Unlike traditional loans that have requirements mostly set in stone and provide little or no wiggle room, hard money loans allow more freedom. Since they are offered by private lenders, you might be able to negotiate the terms of the loan. 

Since each deal is individualized and doesn’t follow a uniform underwriting process, you may be able to: 

  • Negotiate a repayment schedule to fit with your plans 
  • Eliminate or cut down certain fees such as the origination fee 
  • Negotiate interest rate (this is easier if you have a good track record with the lender).

Choice of Collateral 

Usually, the lender considers the investment property to be collateral for the loan. However, some lenders could provide a measure of freedom with respect to the choice of collateral. 

For instance, personal assets such as your residential property or a retirement account could be put up to get the loan. You should note that this is not the case with all lenders. 

Downsides/Cons of Hard Money Loans 

Hard money loans may come with some major perks, but they also feature some downsides you’ll have to come to terms with.
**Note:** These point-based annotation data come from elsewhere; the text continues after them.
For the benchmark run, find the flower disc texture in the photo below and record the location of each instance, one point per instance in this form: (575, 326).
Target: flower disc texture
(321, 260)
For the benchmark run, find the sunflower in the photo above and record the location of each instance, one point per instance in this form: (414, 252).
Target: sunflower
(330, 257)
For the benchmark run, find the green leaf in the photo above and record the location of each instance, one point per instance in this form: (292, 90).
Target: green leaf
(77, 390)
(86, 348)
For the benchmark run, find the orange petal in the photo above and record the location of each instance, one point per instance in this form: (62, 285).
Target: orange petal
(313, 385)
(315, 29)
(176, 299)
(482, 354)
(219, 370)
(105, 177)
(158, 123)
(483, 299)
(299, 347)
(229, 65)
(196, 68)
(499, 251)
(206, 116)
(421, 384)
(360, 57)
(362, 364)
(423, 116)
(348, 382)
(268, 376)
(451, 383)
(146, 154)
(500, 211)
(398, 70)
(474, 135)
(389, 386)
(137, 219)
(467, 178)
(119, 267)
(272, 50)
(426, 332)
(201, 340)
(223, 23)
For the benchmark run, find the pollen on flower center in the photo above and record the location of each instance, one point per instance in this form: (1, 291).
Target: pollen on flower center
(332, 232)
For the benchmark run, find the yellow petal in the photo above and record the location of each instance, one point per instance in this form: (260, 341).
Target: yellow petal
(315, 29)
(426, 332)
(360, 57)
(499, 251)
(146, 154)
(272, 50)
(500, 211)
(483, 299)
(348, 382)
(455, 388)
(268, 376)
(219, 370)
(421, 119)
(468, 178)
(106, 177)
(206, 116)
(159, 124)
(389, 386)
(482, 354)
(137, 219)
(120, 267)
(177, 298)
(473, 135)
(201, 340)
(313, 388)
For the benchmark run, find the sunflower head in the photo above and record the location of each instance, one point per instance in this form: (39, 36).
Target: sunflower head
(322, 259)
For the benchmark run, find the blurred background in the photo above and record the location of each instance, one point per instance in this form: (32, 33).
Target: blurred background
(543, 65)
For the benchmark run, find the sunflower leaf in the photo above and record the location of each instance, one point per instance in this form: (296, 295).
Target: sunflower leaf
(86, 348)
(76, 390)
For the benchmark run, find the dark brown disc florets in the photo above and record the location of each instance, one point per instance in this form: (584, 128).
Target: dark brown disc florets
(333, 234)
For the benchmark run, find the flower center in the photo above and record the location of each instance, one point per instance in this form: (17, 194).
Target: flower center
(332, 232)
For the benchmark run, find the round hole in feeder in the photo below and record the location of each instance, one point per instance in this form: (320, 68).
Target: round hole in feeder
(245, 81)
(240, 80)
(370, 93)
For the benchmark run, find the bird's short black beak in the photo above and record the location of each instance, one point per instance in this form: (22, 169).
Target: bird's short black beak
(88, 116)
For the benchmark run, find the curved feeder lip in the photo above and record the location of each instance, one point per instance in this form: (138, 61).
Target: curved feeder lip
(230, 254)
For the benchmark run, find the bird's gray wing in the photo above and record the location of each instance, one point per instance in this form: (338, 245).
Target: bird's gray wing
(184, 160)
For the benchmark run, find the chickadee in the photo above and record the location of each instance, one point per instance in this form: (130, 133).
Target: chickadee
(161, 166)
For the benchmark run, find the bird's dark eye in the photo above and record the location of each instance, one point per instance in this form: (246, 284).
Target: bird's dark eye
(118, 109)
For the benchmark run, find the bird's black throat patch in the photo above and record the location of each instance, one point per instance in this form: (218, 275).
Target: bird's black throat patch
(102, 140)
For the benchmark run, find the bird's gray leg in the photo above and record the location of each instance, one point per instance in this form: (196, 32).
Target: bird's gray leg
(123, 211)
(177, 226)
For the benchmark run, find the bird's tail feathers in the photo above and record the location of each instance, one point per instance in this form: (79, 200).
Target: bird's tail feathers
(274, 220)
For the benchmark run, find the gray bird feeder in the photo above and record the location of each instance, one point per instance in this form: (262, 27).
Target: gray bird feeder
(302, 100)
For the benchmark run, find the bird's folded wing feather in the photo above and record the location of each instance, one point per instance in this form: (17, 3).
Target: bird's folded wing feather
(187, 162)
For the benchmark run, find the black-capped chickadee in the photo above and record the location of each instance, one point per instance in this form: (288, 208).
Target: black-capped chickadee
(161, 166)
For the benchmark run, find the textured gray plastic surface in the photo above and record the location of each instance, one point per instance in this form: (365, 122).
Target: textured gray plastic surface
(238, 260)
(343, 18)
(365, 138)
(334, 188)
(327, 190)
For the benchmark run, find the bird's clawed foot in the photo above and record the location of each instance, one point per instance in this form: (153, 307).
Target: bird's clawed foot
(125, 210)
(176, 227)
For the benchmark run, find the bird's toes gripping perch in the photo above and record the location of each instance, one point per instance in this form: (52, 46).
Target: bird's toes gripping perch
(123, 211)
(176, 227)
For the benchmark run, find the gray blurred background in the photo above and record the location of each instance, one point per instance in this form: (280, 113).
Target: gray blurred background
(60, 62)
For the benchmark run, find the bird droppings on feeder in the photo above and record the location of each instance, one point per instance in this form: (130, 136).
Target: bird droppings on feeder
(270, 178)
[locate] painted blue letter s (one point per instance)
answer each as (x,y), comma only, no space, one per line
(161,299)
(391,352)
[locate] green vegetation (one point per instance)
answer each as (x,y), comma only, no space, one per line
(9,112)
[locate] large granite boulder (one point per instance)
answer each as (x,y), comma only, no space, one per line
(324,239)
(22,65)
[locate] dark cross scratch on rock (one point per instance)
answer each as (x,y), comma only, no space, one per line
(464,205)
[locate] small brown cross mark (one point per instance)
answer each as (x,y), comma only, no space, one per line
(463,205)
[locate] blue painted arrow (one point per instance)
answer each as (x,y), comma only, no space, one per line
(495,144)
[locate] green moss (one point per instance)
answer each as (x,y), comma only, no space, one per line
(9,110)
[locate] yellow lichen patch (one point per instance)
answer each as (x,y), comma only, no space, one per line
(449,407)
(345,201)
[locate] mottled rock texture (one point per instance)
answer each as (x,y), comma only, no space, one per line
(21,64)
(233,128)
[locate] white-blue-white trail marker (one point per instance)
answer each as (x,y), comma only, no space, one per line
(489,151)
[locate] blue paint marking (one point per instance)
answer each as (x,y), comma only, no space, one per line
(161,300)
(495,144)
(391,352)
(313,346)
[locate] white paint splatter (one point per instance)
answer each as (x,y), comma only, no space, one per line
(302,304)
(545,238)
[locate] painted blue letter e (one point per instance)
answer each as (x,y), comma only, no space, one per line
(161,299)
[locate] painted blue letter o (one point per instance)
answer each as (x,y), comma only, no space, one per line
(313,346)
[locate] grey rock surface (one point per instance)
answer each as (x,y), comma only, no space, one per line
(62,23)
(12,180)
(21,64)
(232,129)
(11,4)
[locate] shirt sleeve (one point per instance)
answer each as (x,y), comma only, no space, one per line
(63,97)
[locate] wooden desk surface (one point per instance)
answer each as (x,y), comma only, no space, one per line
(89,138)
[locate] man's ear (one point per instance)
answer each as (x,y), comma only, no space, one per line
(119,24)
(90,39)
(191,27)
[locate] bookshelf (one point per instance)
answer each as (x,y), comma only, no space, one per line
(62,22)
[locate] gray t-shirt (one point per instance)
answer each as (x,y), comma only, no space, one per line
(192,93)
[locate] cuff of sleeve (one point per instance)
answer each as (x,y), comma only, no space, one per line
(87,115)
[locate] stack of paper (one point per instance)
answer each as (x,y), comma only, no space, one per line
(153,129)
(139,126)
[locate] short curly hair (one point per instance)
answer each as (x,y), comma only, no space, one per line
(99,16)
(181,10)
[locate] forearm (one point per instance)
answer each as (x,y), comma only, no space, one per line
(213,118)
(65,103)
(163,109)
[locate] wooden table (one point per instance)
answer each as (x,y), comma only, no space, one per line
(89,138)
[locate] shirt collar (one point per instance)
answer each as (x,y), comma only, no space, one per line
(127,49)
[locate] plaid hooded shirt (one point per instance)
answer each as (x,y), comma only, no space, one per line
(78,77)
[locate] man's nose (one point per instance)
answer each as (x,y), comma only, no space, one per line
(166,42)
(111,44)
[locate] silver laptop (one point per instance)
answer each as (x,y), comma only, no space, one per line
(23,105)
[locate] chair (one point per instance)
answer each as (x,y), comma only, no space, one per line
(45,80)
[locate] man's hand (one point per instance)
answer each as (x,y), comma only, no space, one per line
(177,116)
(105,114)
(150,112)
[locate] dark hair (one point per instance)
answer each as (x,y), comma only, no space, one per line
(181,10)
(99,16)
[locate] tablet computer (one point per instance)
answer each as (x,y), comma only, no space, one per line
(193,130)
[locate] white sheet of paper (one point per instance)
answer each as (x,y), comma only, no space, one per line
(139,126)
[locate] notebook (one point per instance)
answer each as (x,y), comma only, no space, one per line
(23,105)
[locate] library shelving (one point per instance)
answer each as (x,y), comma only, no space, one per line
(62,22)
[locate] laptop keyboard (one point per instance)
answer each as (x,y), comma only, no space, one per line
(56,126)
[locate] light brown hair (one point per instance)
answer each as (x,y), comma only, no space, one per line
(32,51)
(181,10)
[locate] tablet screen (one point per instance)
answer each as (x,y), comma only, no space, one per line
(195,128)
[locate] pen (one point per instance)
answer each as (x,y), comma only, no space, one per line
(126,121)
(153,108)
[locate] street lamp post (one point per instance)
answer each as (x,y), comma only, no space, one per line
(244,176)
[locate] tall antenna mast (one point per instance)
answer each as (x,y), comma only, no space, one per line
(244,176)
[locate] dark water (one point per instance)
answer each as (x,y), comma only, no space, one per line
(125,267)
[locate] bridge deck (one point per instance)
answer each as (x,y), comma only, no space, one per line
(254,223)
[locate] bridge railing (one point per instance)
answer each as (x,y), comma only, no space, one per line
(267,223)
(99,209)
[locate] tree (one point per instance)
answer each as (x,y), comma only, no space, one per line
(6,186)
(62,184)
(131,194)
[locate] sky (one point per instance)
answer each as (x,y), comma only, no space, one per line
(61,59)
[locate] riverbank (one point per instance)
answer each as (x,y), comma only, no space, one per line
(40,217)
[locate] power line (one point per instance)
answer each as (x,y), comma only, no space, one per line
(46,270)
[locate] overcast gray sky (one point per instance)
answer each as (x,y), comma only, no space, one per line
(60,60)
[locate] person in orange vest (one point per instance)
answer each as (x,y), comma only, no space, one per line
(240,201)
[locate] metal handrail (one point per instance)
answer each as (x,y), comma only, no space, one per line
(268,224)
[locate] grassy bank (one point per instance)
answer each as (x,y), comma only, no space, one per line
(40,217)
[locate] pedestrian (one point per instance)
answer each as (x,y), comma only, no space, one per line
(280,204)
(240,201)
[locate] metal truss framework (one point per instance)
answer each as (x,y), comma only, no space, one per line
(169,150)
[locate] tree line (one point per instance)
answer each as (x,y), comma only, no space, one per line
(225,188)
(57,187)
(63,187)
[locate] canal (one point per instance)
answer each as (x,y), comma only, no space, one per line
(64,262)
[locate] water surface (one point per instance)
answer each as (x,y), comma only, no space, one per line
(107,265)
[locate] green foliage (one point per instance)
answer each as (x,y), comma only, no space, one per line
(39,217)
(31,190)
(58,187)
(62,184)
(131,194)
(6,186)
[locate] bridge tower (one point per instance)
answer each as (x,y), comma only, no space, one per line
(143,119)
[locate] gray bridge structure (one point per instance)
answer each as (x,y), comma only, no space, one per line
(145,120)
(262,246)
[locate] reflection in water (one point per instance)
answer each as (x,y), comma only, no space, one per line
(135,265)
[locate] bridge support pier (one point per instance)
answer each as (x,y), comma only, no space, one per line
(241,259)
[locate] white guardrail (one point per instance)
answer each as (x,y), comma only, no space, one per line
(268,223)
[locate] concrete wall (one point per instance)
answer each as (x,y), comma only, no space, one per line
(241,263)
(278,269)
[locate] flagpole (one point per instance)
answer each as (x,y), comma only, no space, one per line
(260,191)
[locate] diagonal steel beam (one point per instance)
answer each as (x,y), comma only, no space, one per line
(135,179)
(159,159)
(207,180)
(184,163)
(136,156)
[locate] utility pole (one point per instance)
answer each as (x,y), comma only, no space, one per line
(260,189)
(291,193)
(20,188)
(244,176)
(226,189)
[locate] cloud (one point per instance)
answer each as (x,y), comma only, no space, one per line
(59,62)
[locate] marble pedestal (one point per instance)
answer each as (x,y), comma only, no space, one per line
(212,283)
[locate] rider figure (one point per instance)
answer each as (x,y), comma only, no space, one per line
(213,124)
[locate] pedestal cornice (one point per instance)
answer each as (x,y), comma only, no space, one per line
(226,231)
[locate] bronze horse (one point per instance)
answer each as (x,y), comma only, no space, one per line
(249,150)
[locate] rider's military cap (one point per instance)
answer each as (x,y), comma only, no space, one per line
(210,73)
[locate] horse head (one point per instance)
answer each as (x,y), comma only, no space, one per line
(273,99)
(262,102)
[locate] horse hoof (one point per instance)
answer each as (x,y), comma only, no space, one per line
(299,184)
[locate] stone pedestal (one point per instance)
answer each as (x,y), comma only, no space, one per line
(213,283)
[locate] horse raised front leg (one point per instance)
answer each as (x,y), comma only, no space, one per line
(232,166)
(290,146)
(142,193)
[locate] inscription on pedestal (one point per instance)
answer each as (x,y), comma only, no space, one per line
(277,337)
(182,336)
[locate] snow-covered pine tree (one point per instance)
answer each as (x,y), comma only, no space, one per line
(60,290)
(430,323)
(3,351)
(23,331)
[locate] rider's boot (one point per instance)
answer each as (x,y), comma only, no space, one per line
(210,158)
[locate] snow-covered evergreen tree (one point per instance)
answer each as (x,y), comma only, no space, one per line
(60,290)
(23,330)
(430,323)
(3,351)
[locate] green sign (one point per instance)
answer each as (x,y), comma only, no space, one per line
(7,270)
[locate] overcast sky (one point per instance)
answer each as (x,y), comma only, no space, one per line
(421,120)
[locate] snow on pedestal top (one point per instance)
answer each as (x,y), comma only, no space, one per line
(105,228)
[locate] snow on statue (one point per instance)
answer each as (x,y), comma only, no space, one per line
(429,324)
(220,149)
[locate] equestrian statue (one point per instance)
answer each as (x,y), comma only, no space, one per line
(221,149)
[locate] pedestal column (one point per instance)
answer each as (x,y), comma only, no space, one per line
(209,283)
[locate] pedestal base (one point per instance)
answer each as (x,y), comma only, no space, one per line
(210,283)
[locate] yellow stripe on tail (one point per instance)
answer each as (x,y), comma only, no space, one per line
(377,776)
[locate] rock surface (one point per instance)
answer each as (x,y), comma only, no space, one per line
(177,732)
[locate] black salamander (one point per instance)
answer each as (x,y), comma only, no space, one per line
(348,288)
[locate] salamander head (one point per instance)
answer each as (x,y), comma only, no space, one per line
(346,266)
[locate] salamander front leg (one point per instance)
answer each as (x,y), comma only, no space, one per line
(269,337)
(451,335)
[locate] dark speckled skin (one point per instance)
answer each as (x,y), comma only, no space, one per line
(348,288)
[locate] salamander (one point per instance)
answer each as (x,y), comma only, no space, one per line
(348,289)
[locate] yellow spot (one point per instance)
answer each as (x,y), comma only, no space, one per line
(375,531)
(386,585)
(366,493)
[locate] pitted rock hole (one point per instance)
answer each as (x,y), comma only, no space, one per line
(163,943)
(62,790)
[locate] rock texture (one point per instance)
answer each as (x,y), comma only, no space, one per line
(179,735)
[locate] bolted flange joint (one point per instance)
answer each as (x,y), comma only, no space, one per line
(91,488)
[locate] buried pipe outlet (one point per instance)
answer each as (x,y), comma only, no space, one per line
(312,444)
Here are some of the major cons of opting for a hard money loan: 

Possibility of Losing Collateral 

If you default on the loan and breach the terms of the agreement, the lender is within full rights to repossess the property. This would typically be sold to cover the funds disbursed. However, you can easily avoid this by having a foolproof plan and following the loan agreement: Make payments on time and within the stipulated loan duration, and you can avoid repossession altogether. 

High Interest Rates 

Hard money loans involve a significant measure of risk on the part of the lender, and this is typically reflected in the interest rates or the cost of the capital. Based on the terms of your loan, lenders may charge interest rates ranging from 8% to even 10% or more.

Requirements for Hard Money Loans 

The requirements for hard money loans may differ from lender to lender, however, here are the basics that cut across board: 

  • Required down payment for property to be used as loan collateral (usually 30% to 40% for commercial properties and 10% to 30% for residential properties) or sufficient equity 
  • Origination fee/points (1% to 5% of the total loan amount)
  • Underwriting fees (range from $500 to $5000)
  • Closing costs 

There might be certain other requirements that would be detailed by your lender. 

What Can You Do With Hard Money Loans?

The class of individuals who take the most advantage of hard money loans are real estate investors. They generally use the funds for one or more of the following:

  • Renovating and renting 
  • Transactional funding 
  • Property flipping 
  • New construction 

Renovating and Renting 

Some investors specialize in purchasing, renovating, and then renting out the projects. In this case, a longer refinance term might be necessary upon project completion to ensure that maximum value is gotten for the property. 

Transactional Funding 

Also known as wholesale funding, hard money loans are a go-to here because of their rapid funding process. Also, neither the seller nor the buyer need to be privy to your financial spread and is a solid alternative to using contract assignments

Property Flipping 

Property flippers commonly take out hard money loans to fund projects while said project also serves as collateral. However, lenders may have certain specific requirements. 

For instance, a direct, hard money lender like Fund That Flip requires that the house flippers be experienced, so, in the event that a house flipper is looking to use hard money, they would need to have flipped a minimum of five houses. 

New Construction 

Financing new construction of a real estate project can also be done using a hard money loan. The funds cover the cost of materials and workmanship, as outlined by the loan-to-cost in your agreement so you are able to complete construction seamlessly. 

Conclusion 

The benefits of hard money lending significantly outweigh the downside — particularly if you have a plan in place. It is a great way to rapidly access funds and exploit excellent investment opportunities. Overall, be sure to weigh your options so that you can make an informed decision that will work for you.